The last time Peter Lewis played Detroit, it was with his group Moby Grape, opening for the Mamas & the Papas at the Roostertail in 1967. "It was crazy!" Lewis recalls. "There were a ton of people in there. It just felt kind of claustrophobic. I remember being able to look out and see Lake Michigan or something. That was cool."
On the phone from California, Lewis is talking of Moby Grape's bizarre saga of '60s psychedelic excess, while discussing his current musical activities as well.

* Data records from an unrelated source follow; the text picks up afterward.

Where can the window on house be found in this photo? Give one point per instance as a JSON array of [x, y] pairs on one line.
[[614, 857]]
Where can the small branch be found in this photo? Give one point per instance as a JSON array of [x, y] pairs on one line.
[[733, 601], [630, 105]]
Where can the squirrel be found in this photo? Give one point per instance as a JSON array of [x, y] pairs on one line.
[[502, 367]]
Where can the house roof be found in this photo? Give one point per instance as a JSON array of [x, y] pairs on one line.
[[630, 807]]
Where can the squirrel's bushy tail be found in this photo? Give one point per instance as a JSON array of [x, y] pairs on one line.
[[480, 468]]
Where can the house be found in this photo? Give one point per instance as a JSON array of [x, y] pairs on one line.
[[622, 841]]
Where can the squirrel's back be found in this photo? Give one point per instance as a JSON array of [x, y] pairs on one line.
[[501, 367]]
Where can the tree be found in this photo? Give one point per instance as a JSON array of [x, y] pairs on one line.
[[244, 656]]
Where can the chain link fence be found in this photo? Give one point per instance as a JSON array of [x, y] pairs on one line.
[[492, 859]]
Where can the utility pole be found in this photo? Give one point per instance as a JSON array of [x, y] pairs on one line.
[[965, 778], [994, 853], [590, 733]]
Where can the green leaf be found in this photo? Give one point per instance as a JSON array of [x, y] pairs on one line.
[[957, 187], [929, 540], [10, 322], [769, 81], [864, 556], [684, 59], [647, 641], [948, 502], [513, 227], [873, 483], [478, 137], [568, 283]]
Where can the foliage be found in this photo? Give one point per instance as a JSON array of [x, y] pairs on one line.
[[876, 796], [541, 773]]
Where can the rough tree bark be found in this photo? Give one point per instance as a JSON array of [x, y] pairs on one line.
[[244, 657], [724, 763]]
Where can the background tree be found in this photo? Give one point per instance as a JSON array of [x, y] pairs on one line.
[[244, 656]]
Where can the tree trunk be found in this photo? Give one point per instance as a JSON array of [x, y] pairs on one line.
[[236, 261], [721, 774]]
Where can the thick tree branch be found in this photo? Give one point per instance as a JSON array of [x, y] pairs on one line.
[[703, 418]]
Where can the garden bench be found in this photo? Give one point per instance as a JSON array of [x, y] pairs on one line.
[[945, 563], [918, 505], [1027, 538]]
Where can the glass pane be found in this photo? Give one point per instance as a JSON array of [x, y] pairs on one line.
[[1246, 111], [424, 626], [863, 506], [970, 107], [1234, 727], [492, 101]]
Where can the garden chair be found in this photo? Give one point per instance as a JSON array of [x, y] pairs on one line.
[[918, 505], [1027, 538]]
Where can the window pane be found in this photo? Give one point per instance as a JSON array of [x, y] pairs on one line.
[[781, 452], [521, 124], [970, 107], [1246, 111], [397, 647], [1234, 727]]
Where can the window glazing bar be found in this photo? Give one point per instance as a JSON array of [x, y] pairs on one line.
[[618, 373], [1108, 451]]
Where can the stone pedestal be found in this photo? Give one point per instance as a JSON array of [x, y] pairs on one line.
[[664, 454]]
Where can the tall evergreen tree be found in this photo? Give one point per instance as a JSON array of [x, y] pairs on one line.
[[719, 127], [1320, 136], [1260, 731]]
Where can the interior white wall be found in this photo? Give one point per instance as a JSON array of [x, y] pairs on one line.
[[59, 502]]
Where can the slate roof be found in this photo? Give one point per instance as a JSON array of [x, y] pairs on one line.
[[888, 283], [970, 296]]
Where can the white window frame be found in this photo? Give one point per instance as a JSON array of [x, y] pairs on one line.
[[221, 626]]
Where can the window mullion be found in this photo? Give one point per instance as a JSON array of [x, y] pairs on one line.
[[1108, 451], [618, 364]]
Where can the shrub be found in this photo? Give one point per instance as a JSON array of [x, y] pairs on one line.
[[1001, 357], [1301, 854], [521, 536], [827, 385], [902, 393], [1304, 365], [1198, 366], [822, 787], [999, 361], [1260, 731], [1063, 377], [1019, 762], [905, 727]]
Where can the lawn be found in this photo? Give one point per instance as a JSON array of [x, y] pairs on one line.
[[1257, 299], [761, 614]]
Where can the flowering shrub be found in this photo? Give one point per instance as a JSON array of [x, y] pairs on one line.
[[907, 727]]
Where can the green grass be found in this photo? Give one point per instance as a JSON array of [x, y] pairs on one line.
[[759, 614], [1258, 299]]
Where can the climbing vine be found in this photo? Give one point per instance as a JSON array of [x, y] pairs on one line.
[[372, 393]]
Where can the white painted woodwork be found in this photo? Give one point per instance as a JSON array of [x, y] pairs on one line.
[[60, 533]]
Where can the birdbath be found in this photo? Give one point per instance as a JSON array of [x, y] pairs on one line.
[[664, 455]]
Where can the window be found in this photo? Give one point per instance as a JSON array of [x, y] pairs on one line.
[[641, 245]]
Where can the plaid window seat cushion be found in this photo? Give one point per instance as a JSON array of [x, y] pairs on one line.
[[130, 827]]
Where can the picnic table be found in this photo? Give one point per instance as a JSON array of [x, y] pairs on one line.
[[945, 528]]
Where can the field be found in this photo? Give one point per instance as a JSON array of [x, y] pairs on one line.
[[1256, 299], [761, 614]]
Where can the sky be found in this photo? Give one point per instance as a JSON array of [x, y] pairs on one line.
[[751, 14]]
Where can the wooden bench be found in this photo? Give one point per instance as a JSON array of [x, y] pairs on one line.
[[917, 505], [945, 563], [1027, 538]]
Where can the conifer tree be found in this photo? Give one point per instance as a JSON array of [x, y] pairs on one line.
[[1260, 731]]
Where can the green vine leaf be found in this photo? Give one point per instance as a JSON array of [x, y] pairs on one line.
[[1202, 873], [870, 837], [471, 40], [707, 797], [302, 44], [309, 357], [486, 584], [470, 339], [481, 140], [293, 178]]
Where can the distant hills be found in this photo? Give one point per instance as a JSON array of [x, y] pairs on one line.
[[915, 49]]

Founded in San Francisco in 1966, Moby Grape's musical legacy has maintained an enduring influence on several generations of musicians. Led Zeppelin, Cat Power and countless others in between have been captivated by Moby Grape's songwriting, complex harmonies and psychedelic triple guitar attack. One of the Grape's principal singer-songwriters, Peter Lewis — who also has the distinction of being the son of Hollywood silver screen goddess the late Loretta Young — is returning to Detroit for three rare solo acoustic performances. Aficionados of the psych-folk realms surely won't want to miss it. The songs Lewis contributed to such LPs as Wow and Moby Grape '69 remain genuine classics, comparable to the best work of such '60s peers as Gene Clark, Gram Parsons and Neil Young, as well as his mysterious fellow Grape sidekick, the late, great Alexander "Skip" Spence.
METRO TIMES: I was just watching those YouTube clips of Moby Grape on the Mike Douglas Show [from 1967]. Have you seen those?
PETER LEWIS: Yeah. We could be really amazing. At its best, my memory of [playing with the band] was that there was nothing that was more fun.
MT: What kind of instrumentation are you using for the Detroit gigs?
LEWIS: Well, I'm a guitar player, and the other guy I'm playing with [David West] plays banjo, mandolin, and guitar. I use different kinds of guitars. They're not all tuned the same. It's like trying to get different tone clusters between me and this other guy.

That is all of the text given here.